Single by Riley Green

from the album Don't Mind If I Do
- Released: February 10, 2025
- Genre: Country
- Length: 3:40
- Label: Nashville Harbor
- Songwriter: Riley Green
- Producers: Dann Huff; Scott Borchetta; Jimmy Harnen;

Riley Green singles chronology
| "You Look Like You Love Me" (2024) | "Worst Way" (2025) | "Don't Mind If I Do" (2025) |

Music video
- "Worst Way" on YouTube

= Worst Way =

2024 song by Riley Green

"Worst Way" is a song by American singer-songwriter Riley Green, first released on March 29, 2024, as a promotional single from his EP Way Out Here (2024). It was sent to country radio on February 10, 2025, as the lead single from his third studio album Don't Mind If I Do (2024). In June 2025, it became Green's third number-one on the Country Airplay chart, and his first as a solo artist.

==Background==
In an August 2024 interview on The Kelleigh Bannen Show on Apple Music Country, Riley Green stated that he wrote the song years ago and originally called it "When She Comes Home Tonight". He was covering "Like a Wrecking Ball" by Eric Church at the time, but decided to compose a song that evoked similar feelings, which resulted in "Worst Way". He additionally took inspiration from "Slow Dancing in a Burning Room" by John Mayer.

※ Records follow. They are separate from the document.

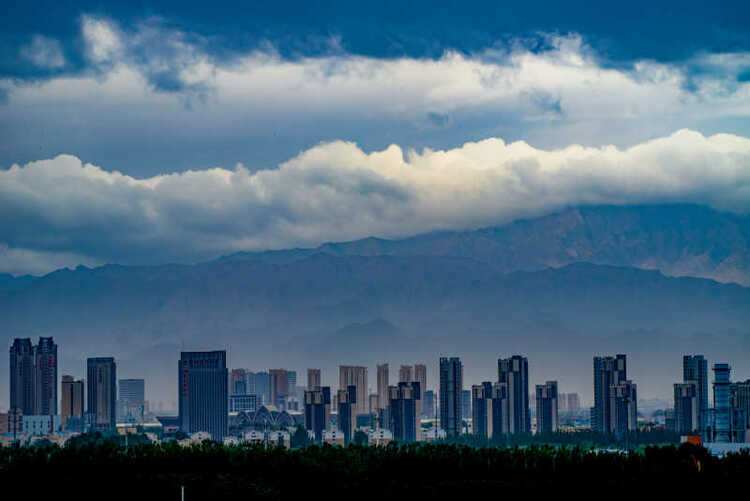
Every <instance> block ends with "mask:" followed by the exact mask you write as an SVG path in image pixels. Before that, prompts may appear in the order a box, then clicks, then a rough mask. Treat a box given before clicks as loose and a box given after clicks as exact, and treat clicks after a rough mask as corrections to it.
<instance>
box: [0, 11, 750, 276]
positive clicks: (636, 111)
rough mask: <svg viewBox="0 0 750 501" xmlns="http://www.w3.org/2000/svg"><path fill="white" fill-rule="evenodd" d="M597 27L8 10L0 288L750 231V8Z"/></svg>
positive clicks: (334, 12) (0, 43) (510, 19)
mask: <svg viewBox="0 0 750 501" xmlns="http://www.w3.org/2000/svg"><path fill="white" fill-rule="evenodd" d="M610 4H611V3H608V2H580V1H579V2H514V3H502V2H403V1H399V2H395V1H393V2H377V3H375V2H373V3H371V5H369V6H364V7H363V4H362V2H310V1H308V2H278V3H274V4H273V5H270V4H267V3H243V4H240V5H233V4H228V3H221V2H210V3H206V2H202V3H190V2H179V3H178V2H161V3H158V4H154V3H153V2H148V3H133V2H120V3H117V2H106V3H103V2H60V1H57V2H33V3H26V2H12V3H10V5H7V6H5V13H4V15H3V16H2V18H0V54H1V55H2V57H0V210H2V211H3V214H4V215H5V217H4V218H3V219H0V230H2V231H0V234H1V235H4V236H3V237H0V271H9V272H12V273H23V272H34V273H40V272H44V271H49V270H51V269H54V268H55V267H59V266H68V265H74V264H78V263H86V264H98V263H102V262H109V261H117V262H124V263H150V262H163V261H164V260H173V261H194V260H198V259H205V258H209V257H213V256H215V255H219V254H222V253H225V252H231V251H236V250H241V249H261V248H278V247H286V246H294V245H315V244H317V243H320V242H322V241H326V240H344V239H350V238H359V237H362V236H367V235H370V234H375V235H378V236H385V237H388V236H391V237H396V236H404V235H408V234H414V233H419V232H423V231H431V230H435V229H462V228H470V227H476V226H479V225H488V224H495V223H499V222H505V221H509V220H512V219H514V218H517V217H523V216H530V215H532V216H533V215H539V214H542V213H545V212H549V211H551V210H555V209H558V208H560V207H564V206H566V205H569V204H579V203H642V202H648V203H654V202H657V203H658V202H690V203H700V204H706V205H710V206H713V207H716V208H719V209H722V210H732V211H735V212H746V211H747V210H748V209H749V208H750V201H749V199H750V195H749V194H748V183H750V181H749V180H748V178H749V177H750V174H748V169H749V167H748V155H750V153H749V151H750V150H748V140H747V139H746V138H747V137H748V136H750V116H749V115H750V29H749V28H750V6H748V4H747V2H684V1H683V2H645V1H644V2H627V3H625V2H623V3H622V5H619V6H617V5H615V6H613V5H610ZM626 4H627V5H626ZM60 155H64V156H60ZM14 165H15V167H13V166H14ZM188 171H190V172H188ZM529 200H533V201H534V203H529ZM351 214H356V217H352V216H351ZM21 222H22V223H21ZM114 228H116V231H114V230H113V229H114ZM175 249H179V250H175Z"/></svg>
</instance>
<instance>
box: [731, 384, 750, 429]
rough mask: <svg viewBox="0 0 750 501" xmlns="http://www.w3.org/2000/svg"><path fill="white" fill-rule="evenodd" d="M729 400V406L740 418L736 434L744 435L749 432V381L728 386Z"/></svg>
mask: <svg viewBox="0 0 750 501" xmlns="http://www.w3.org/2000/svg"><path fill="white" fill-rule="evenodd" d="M729 399H730V402H729V404H730V405H731V406H732V409H735V410H736V411H737V413H738V416H739V418H740V419H739V420H738V422H737V423H736V427H737V429H738V432H739V433H740V434H743V435H744V434H746V433H747V431H748V430H750V379H748V380H746V381H738V382H736V383H732V384H731V385H730V386H729ZM742 441H743V442H744V441H745V440H744V439H743V440H742Z"/></svg>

==Composition and lyrics==
The song uses minimal production, using a "simple drum beat and twangy guitar strums". The first verse finds Riley Green choosing not to approach his lover with traditional romantic gestures ("Tonight, I ain't bringin' no wine / Tonight, I ain't bringin' no roses") but implies he wants to engage in sexual activity with her in the bedroom. This sets the tone for the chorus, where he sings: "I want you in the worst way, my hands are needin' your hips / Want the first taste of whiskey to be off your lips / So close all the blinds, lock all the doors / Put away anything that'll break / Baby, I need you tonight / Let's see how much love we can make / I want you in the worst way". In the second verse, he assures that he still loves to "wine and dine" with her, but has not planned it for that evening.

==Music video==
The music video premiered on February 12, 2025, after Riley Green teased several snippets of it in the days prior. It starts with Green driving to his lover's (Texas model Stephanie Ludwig) house in a Ford Bronco with flowers and wine, while she prepares a candlelit dinner. Green and the woman kiss as they stumble around the house and take their clothes off, being unable to stop even while breaking glass and punching holes in walls, during which Green gives a thumbs-up to a photo of an old man doing the same gesture. In the following scene, they go fine dining at a restaurant and make out in public, as people stare at them in shock. The woman crawls across the table and Green's shirt flies off again. After that, they recreate a scene from the film Bull Durham, in which Green eats a bowl of cereal in a robe in the kitchen while the woman sits on the counter wearing only her red lingerie and Green's sport coat. Once more, two kiss, hold and carry each other to the bedroom, where Green kicks over a lamp in the process.

==Charts==

===Weekly charts===

Weekly chart performance for "Worst Way"
| Chart (2024–2025) | Peak position |
|---|---|
| Canada Hot 100 (Billboard) | 28 |
| Canada Country (Billboard) | 3 |
| Global 200 (Billboard) | 187 |
| US Billboard Hot 100 | 20 |
| US Country Airplay (Billboard) | 1 |
| US Hot Country Songs (Billboard) | 5 |

===Year-end charts===

2024 year-end chart performance for "Worst Way"
| Chart (2024) | Position |
|---|---|
| US Hot Country Songs (Billboard) | 63 |

2025 year-end chart performance for "Worst Way"
| Chart (2025) | Position |
|---|---|
| Canada (Canadian Hot 100) | 28 |
| US Billboard Hot 100 | 35 |
| US Country Airplay (Billboard) | 15 |
| US Hot Country Songs (Billboard) | 38 |

==Certifications==

Certifications for "Worst Way"
| Region | Certification | Certified units/sales |
| Brazil (Pro-Música Brasil) | Gold | 20,000^{‡} |
| Canada (Music Canada) | 4× Platinum | 320,000^{‡} |
| New Zealand (RMNZ) | Platinum | 30,000^{‡} |
| United States (RIAA) | 4× Platinum | 4,000,000^{‡} |
^{‡} Sales+streaming figures based on certification alone.